By adopting the technical scheme, in the service process of asphalt in the asphalt pavement, along with the natural aging, the softening point of the asphalt is gradually increased, and when the softening point of the asphalt in the crushed products of the waste asphalt pavement is between 65 and 70 ℃, the aging degree of the asphalt is enough to resist the damp and hot environment. When the softening point of the asphalt is higher than 70 ℃, the softening effect of the softening auxiliary agent is limited, so that the foaming agent is not beneficial to entering between the asphalt, and the formation of a porous structure in the asphalt is affected.
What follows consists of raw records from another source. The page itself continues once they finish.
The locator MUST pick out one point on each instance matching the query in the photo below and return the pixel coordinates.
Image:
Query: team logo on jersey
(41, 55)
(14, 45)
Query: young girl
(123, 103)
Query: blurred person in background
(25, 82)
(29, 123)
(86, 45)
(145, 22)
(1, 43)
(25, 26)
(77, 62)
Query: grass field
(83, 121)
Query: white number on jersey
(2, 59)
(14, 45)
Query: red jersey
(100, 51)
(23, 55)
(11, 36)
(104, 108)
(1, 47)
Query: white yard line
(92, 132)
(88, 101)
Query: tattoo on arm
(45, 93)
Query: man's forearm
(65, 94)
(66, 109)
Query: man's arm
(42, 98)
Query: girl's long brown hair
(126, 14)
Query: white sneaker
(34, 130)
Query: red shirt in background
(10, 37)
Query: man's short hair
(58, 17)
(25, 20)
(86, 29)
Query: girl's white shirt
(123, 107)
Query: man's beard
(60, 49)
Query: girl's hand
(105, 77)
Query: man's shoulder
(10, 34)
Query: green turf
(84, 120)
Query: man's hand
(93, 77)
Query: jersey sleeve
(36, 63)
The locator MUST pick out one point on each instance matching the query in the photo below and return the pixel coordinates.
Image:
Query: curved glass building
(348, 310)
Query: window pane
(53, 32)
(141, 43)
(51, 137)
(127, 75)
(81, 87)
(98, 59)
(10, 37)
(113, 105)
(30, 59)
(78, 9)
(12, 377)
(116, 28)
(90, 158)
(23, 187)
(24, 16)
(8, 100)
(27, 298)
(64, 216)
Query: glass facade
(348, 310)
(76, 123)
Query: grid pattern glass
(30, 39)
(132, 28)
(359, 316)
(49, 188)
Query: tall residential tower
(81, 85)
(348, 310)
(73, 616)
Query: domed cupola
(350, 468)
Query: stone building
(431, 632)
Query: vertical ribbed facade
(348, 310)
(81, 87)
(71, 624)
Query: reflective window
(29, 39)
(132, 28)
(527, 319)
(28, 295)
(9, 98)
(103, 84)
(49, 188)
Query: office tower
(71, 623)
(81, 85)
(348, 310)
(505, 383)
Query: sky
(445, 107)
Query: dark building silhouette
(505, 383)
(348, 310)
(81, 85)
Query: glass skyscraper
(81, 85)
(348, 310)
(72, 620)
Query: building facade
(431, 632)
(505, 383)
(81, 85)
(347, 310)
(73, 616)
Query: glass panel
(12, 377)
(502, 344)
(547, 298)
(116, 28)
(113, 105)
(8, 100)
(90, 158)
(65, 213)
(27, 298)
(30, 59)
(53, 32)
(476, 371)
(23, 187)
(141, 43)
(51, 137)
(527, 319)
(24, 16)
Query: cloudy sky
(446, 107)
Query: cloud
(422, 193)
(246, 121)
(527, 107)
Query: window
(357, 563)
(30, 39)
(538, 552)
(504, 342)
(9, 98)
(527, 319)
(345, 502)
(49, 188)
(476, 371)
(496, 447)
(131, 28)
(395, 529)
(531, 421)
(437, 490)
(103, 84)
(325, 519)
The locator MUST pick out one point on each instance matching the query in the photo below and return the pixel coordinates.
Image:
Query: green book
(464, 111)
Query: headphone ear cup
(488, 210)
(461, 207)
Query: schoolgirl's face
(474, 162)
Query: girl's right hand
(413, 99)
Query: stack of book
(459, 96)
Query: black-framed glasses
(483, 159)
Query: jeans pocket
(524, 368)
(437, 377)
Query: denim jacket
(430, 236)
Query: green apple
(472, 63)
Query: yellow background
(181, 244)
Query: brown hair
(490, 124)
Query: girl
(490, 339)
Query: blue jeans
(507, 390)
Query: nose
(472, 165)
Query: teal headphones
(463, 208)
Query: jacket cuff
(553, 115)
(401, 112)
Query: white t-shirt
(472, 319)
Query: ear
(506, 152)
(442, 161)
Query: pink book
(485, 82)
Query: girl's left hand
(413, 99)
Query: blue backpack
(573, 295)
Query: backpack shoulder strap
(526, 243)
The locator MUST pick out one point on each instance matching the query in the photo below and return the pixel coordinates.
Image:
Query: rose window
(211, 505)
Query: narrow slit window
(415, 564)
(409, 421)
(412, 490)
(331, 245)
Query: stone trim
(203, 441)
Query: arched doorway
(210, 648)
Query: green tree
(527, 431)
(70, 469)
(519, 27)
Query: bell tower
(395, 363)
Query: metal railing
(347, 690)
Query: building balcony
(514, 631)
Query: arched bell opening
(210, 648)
Preferably, the chemical foaming agent in the pretreatment liquid is azobisisobutyronitrile.

Through adopting above-mentioned technical scheme, azodiisobutyronitrile can decompose and produce nitrogen gas after being heated, and the nitrogen gas can be so that produce the gas pocket in asphaltene when diffusing in asphaltene to foaming effect has been played.

Preferably, the softening aid is formed by mixing xylene and styrene.

By adopting the technical scheme, the free radical generated during the decomposition of the azodiisobutyronitrile can promote the polymerization of the styrene in the softening auxiliary agent, so that the newly generated air holes are supported, the collapse of the air holes is reduced, the bonding degree among the asphaltene, the acrylic acid and the styrene-butadiene rubber is increased, the mechanical property of the elastomer is improved, and the retention rate of the mechanical property of the elastomer after the wet heat aging is improved.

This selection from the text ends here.